Excellent with meatloaf or liver.;f ;f
I had okra as a kid raw, fried & boiled and my parents made me eat it. I never did like it.
20yrs later I was visiting friends in Ga and the took me to a southern style food grill and I had Pickle Okra. Quite tasty and better than the fried/boiled/raw okra. I still perfer pickled garlic & carrots.
My Dad was a southerner (born in TX and raised all over the rural south) so I ws introduced to Okra at an early age. I still love it! Pickled is very good too. Corn and Okra-Yum-yum.
Me, me I am in ^5 ^5 ^5 ^5 ;3 ;3 ;3 ;3
I'm going to try my hand at pickling some okra.
Most stores carry either Trappey's or Talk O' Texas brands.
None in the stores here. Send me some. You've got me salivatin'.
Thumbs up here. STILL lookin' for good recipes for it too.

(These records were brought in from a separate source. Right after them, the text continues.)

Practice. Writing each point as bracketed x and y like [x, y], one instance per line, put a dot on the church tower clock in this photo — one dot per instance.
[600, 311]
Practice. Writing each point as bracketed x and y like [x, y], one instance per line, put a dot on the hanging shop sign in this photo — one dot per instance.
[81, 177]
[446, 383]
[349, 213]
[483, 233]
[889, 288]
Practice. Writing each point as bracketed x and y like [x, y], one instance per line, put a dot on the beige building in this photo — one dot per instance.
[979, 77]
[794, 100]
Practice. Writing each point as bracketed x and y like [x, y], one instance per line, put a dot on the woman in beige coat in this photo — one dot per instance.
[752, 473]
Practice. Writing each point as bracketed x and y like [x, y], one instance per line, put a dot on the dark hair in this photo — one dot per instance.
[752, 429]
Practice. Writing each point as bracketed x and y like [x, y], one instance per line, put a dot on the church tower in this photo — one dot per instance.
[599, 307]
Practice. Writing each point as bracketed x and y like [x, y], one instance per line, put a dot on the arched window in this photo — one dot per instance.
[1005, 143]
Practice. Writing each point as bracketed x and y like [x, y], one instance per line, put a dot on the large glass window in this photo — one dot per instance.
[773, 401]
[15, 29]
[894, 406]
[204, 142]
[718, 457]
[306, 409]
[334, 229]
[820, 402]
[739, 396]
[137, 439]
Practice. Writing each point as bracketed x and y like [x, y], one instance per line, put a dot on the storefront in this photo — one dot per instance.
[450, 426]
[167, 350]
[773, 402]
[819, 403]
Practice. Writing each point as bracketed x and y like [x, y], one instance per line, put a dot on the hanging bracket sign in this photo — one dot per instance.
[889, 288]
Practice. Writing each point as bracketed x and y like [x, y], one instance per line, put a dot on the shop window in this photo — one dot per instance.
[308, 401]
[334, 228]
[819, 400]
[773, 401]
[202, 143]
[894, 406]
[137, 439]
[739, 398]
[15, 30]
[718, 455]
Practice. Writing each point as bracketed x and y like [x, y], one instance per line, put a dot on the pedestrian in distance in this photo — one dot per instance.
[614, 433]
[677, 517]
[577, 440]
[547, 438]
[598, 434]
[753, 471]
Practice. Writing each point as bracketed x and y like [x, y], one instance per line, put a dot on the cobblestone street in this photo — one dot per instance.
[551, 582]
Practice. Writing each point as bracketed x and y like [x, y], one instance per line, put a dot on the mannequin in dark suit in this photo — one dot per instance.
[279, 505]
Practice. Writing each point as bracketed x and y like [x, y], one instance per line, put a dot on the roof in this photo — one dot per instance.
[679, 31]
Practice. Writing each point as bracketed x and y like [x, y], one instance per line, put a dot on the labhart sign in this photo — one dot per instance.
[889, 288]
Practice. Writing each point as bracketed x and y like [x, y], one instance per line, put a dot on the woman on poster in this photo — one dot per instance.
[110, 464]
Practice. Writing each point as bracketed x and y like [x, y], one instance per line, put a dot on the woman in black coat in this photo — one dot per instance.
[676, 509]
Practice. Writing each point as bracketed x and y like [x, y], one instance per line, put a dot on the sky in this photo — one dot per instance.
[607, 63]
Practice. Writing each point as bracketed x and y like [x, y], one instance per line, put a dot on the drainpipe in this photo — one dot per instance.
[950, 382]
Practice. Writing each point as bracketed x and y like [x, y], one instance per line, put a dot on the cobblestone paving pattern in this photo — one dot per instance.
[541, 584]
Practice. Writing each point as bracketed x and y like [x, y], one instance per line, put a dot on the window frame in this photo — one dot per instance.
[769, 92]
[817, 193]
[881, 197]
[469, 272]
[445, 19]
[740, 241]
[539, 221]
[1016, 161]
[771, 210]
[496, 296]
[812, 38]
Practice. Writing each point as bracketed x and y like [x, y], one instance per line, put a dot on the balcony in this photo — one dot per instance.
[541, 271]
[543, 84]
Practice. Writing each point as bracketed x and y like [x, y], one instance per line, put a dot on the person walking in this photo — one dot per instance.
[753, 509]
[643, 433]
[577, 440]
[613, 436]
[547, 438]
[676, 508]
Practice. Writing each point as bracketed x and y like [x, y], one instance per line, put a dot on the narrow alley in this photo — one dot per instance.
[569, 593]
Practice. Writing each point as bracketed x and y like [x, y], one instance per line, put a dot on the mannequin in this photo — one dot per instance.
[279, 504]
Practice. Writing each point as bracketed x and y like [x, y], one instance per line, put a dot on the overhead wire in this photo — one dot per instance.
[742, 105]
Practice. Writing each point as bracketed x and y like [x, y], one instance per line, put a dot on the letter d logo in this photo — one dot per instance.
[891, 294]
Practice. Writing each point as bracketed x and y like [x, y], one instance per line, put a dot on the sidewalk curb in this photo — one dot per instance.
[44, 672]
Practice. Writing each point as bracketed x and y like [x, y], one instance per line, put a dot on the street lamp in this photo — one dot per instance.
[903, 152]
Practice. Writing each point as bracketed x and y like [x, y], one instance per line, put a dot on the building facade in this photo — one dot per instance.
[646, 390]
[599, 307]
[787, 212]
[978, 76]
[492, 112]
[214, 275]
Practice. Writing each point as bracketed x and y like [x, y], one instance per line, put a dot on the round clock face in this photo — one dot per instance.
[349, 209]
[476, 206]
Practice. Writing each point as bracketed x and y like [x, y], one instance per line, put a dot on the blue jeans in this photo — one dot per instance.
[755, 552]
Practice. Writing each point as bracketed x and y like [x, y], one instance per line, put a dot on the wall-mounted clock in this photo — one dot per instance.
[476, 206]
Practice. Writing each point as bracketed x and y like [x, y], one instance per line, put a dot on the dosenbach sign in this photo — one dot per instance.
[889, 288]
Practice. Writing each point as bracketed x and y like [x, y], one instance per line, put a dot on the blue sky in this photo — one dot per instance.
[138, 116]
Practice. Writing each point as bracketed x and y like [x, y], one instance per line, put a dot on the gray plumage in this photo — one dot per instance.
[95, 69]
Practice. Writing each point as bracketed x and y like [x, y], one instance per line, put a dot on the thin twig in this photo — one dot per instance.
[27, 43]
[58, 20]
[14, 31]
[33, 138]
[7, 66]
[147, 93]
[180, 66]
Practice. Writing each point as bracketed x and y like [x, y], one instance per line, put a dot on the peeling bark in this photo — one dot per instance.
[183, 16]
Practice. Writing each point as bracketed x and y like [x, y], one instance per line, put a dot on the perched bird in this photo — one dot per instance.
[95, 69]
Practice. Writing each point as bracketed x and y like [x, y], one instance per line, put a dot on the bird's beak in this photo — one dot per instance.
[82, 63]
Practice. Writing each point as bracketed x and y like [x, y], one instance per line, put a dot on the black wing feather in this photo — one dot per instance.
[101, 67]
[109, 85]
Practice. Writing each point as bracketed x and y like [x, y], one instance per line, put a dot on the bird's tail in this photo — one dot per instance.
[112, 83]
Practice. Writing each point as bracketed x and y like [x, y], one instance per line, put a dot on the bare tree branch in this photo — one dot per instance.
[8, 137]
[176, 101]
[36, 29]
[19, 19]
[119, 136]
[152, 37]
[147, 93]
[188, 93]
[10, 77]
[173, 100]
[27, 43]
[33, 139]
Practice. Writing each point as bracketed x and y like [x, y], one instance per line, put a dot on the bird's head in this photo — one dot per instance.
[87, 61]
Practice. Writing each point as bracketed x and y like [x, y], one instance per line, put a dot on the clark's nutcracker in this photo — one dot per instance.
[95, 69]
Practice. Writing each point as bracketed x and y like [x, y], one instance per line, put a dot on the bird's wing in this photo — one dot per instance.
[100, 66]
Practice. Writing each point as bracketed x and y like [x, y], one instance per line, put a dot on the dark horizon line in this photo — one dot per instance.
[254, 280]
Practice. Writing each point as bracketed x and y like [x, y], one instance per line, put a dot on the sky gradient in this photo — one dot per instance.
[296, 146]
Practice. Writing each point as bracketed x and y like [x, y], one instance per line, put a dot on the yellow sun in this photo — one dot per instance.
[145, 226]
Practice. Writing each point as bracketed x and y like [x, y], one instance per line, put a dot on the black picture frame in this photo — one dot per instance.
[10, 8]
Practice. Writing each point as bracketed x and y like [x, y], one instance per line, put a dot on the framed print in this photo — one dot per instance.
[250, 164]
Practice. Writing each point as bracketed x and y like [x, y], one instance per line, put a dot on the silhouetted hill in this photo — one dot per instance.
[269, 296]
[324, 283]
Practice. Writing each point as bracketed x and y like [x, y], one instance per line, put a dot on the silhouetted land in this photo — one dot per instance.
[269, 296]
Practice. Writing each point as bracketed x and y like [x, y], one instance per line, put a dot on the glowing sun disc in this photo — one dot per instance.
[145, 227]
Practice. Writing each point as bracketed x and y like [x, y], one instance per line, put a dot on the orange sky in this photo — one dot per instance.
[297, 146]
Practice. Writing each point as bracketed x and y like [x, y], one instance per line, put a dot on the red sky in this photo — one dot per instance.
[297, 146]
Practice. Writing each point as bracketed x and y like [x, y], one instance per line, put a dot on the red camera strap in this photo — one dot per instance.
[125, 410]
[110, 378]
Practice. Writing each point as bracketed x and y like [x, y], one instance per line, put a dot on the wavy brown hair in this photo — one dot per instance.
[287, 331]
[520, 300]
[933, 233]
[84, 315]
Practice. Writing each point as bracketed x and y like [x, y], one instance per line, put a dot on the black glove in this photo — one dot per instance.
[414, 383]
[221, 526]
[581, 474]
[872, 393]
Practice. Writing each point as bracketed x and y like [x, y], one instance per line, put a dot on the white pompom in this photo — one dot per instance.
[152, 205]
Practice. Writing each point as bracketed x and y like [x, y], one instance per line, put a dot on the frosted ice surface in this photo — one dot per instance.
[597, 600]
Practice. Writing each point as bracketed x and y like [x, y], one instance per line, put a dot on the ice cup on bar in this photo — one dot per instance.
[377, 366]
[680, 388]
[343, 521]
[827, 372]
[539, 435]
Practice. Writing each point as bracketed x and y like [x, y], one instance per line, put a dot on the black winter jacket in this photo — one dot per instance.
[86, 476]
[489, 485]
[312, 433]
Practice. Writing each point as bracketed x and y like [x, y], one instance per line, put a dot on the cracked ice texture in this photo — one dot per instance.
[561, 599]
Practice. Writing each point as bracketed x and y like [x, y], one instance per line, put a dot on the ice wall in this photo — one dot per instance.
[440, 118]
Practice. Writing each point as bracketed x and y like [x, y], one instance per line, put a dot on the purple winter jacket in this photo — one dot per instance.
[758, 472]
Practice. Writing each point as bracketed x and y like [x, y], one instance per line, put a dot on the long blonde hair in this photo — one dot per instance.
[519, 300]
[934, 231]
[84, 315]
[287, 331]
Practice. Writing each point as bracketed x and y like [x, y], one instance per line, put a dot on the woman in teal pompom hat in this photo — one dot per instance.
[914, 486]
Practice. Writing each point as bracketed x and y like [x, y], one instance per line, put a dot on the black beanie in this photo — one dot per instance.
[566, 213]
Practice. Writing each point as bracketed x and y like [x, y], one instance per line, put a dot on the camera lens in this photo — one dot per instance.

Any takers?
This summer I am gonna win back my pickled okra eatin title ;f
That's pickled okra recipes...not squash;f
When my mom first moved to Montana they told her she could never grow okra here. I remember one year when I was about 12, the okra got over 6 feet tall. We had so much pickled okra we almost didnt have room to store it. Love the stuff!
Okra? What's that? Never heard of that, but I do love fried 'okry. That other stuff sounds plumb nasty....;5 ;p
Love the stuff! Gotta be a southern thang!
2 pounds fresh young okra (2 to 3-inch pods are best)
1 quart white vinegar
6 tablespoons kosher salt
8 cloves garlic, peeled
16 fresh hot peppers
1/3 cup whole mustard seed
1/3 cup whole dill seed
Wash okra under cold running water. Trim stem ends of okra, leaving at least 1/3-inch of the cap intact. Soak okra in ice water for 1 hour, drain, and pat dry. Divide okra between 4 or 5 pint-sized sterilized canning jars, placing them cap side down.
In a large enameled pot, bring vinegar, salt, garlic, hot peppers, mustard seed, and dill seed to a boil and simmer for 5 minutes. Divide peppers, garlic cloves, and mustard and dill seeds evenly between jars. Cover okra with hot pickling liquid by at least 1/4-inch, leaving at least 1/2-inch from the jar rims. Make sure there are no air bubbles in jars, wipe rims clean, and cover jars with lids and screw bands firmly in place. Process jars in a hot water bath for 10 minutes. Remove jars from water and cool. Jars should seal as they cool. Allow pickles to mature at least 4 weeks before consuming.
your friend kevin
THANKS Caretaker....will give it a go.
Man, count me IN! I like the hot variety!
Love this stuff. I'm fond of the ones with the red peppers in there too to give it some kick!